Question regarding the schematic on post 31. I see a radio noise suppressor choke called out, but that is usually placed at the voltage regulator. On 69 and later models, there’s a 10 ohm resistor between ACC power at the ignition switch and IVR input. I believe that was put in to slow the response of the gauges to voltage spikes and start-up issues. Not sure that this confuses the situation/schematic or not…

Like the voltage regulator, the IVR rapidly switching on and off produces high frequency noise. The voltage regulator has the radio noise suppressor capacitor, and it would make sense for the IVR to have some form of suppression too. So I guess the earlier models used the radio noise suppressor choke as shown?

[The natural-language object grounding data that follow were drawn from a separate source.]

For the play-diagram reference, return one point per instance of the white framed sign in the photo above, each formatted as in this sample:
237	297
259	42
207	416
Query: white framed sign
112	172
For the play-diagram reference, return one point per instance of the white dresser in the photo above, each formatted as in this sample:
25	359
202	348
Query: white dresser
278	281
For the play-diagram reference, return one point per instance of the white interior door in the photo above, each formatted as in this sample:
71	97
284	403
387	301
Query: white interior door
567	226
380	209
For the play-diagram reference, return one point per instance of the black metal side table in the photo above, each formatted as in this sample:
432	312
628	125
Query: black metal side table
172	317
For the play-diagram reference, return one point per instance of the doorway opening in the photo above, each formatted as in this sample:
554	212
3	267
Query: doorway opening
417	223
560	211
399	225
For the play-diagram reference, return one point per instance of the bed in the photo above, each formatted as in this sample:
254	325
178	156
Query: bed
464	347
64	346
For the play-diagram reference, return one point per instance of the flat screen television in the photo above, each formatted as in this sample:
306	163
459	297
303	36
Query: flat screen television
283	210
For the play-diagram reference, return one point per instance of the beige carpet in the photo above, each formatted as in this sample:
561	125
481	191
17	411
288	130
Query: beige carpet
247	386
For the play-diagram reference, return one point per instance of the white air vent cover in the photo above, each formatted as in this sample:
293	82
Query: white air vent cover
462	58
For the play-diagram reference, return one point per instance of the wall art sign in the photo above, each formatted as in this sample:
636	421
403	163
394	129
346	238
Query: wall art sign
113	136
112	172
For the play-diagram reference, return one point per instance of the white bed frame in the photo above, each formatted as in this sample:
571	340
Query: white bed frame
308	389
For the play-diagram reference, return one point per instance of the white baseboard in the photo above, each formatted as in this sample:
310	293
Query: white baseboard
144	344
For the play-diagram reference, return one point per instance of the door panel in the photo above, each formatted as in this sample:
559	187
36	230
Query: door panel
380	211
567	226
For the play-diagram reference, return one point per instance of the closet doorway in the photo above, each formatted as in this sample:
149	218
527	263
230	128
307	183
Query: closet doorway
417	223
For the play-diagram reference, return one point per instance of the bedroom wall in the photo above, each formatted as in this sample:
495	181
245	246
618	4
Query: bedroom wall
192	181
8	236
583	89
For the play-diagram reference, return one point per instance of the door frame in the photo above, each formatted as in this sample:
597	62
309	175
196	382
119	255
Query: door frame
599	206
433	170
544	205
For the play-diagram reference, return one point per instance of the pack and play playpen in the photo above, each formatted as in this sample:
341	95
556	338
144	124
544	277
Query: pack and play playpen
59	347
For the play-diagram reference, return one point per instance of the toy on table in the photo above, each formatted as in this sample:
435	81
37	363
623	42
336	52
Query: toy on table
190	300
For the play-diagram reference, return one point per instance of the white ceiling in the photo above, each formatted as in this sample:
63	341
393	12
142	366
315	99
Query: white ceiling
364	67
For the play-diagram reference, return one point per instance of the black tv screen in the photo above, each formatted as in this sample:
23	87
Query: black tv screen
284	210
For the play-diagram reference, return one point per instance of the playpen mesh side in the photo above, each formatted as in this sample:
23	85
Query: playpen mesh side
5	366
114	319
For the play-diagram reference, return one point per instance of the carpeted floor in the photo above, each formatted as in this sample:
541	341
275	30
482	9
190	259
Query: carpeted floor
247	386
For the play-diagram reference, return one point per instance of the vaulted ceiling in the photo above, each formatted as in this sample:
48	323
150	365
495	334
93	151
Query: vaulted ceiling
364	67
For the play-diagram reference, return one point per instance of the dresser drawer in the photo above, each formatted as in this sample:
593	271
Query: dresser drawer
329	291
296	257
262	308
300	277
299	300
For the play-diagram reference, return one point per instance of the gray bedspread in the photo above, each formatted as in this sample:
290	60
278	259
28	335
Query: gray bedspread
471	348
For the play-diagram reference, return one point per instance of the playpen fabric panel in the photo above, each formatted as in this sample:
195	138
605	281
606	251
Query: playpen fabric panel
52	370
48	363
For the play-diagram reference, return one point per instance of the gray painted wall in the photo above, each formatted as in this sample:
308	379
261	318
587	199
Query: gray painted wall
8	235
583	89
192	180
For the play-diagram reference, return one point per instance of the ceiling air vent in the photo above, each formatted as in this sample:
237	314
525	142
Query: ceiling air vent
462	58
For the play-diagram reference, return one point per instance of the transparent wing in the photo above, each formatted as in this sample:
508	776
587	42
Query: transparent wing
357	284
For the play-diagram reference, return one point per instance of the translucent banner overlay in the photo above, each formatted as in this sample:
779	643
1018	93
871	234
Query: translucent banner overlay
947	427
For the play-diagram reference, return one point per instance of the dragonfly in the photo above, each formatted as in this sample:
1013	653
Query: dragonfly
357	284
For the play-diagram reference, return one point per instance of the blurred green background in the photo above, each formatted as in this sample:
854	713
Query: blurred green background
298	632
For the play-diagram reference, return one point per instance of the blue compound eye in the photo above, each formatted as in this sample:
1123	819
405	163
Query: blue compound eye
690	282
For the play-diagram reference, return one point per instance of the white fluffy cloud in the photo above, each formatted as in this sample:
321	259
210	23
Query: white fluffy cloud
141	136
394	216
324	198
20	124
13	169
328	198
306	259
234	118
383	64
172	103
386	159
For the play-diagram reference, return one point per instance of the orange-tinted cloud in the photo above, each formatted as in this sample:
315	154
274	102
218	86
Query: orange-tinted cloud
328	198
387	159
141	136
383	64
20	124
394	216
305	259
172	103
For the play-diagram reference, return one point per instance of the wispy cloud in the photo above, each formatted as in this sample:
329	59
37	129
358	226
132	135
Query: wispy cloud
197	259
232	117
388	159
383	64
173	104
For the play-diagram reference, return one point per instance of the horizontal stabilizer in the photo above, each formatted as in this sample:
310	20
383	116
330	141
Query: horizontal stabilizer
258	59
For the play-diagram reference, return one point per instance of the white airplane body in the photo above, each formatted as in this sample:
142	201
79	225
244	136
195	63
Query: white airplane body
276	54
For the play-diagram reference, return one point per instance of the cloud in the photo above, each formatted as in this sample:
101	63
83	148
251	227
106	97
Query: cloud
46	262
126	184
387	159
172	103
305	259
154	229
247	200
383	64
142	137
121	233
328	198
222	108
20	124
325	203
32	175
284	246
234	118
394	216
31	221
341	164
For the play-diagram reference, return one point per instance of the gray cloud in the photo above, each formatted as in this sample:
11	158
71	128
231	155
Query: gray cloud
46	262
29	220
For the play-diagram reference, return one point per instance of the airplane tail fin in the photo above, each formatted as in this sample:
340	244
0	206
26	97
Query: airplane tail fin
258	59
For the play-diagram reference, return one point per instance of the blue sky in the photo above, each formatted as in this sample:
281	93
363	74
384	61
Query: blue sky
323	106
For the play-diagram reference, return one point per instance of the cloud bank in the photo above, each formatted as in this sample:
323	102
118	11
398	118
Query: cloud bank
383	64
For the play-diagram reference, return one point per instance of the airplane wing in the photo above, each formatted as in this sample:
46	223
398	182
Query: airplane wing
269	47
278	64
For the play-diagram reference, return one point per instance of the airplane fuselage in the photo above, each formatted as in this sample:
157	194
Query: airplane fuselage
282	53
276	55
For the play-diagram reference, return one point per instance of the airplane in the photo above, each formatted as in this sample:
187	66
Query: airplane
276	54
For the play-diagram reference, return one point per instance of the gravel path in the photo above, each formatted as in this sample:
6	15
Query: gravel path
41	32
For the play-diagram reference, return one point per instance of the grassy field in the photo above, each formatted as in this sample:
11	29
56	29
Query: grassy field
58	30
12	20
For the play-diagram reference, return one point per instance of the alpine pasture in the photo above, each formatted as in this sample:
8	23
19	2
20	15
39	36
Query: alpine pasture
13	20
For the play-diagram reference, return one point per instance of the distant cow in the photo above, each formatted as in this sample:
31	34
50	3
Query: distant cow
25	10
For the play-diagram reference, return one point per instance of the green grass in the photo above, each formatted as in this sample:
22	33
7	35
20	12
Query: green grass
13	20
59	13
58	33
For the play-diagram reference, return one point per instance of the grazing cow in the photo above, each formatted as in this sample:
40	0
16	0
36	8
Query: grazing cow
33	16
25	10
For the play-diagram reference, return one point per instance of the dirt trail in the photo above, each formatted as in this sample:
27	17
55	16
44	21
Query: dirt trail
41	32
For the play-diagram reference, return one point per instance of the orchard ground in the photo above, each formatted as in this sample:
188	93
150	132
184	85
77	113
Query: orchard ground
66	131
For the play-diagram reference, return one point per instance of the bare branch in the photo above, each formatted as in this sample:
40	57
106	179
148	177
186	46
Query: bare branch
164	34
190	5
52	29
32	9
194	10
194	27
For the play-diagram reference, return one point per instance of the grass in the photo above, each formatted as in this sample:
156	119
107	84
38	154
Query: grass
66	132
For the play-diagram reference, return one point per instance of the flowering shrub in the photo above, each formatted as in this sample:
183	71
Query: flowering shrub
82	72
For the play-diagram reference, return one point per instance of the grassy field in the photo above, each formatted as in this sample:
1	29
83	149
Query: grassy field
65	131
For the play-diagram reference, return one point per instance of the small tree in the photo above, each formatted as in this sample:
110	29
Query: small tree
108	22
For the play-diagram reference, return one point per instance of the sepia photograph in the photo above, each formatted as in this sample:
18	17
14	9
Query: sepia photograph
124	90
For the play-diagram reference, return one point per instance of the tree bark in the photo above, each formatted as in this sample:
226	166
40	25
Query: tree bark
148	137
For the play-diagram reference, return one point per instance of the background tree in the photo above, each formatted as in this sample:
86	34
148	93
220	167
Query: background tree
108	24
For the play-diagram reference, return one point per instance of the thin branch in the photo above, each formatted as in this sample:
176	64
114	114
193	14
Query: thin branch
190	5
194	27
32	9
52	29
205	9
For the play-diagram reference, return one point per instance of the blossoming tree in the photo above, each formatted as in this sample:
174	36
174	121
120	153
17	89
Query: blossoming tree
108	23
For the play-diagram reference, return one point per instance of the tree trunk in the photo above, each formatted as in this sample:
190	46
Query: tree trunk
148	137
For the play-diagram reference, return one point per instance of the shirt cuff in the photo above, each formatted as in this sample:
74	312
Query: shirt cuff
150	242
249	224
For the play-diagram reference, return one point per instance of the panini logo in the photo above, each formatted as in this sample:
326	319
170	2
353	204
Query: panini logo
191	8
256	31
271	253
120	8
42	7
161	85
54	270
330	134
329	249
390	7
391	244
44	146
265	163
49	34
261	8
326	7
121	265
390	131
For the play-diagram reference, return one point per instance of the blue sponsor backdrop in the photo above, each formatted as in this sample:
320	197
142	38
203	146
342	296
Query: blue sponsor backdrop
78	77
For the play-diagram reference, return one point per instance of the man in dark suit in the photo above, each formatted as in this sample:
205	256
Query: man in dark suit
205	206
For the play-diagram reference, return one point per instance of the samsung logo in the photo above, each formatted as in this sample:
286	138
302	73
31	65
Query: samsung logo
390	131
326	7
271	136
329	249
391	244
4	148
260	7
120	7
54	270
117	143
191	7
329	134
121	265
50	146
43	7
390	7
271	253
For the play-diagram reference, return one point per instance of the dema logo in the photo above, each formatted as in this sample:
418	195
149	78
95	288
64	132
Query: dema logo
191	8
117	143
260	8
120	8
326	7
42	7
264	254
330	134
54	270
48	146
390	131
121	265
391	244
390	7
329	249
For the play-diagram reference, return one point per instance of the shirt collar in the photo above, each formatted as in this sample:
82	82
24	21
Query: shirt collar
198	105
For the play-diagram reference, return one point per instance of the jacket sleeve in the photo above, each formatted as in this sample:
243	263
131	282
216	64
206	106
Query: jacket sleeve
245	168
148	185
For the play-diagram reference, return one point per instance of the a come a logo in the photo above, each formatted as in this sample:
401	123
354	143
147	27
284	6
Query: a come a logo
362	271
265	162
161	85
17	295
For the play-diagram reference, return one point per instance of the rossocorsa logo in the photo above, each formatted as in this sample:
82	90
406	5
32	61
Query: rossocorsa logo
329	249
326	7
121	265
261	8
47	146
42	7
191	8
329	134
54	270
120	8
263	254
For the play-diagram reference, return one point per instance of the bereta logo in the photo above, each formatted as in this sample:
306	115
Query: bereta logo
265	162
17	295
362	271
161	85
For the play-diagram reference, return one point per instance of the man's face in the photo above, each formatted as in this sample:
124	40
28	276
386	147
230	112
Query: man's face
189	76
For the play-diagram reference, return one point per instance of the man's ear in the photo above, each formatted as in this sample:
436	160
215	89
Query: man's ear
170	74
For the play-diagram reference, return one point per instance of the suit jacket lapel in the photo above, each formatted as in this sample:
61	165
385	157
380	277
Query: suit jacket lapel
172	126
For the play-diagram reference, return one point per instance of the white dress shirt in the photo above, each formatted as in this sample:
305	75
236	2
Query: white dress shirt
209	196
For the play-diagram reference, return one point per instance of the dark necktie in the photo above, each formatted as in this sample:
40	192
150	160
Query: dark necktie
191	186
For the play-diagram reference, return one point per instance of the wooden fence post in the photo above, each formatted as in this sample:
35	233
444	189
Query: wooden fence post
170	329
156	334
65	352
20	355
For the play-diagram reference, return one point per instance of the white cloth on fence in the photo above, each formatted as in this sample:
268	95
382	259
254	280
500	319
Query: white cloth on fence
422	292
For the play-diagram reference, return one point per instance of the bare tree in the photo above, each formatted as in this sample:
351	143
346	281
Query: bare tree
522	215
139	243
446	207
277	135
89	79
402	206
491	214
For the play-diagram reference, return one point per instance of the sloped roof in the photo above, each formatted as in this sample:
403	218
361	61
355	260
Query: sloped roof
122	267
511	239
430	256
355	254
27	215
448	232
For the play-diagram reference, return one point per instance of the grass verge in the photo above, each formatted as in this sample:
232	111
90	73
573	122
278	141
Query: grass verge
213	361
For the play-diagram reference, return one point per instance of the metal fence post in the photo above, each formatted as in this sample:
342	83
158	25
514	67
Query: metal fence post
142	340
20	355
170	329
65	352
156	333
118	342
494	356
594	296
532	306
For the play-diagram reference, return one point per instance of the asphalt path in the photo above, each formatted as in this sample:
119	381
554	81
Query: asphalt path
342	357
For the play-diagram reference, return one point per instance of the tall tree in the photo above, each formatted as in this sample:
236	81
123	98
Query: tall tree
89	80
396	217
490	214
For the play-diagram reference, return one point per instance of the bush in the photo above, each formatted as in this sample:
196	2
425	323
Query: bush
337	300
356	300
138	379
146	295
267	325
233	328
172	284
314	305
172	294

I had never noticed that 10 ohm series resistance before, but now see it on my 70 schematic. It probably serves two purposes - limiting spikes like you said, and also limiting current as a form of RF suppression. Thanks for noting this!

Very informative discussion gentleman, thank you very much.
I’d like to know where I can find one of these sender units, as my 69 Eliminator has donated parts over the years and I currently have a single pin Sender in my tank, which when full only shows 2/3rds on the guage.
At least after reading this, i have a much better understanding of how each part of the system and the rest of the guages work. I’m probably asking the obvious but I presume the rest of the FoMoCo range is effectively the same in function regardless of appearances?
Cheers for the very informative discussion!

xr7g428 is the guy to talk to about the fuel sender.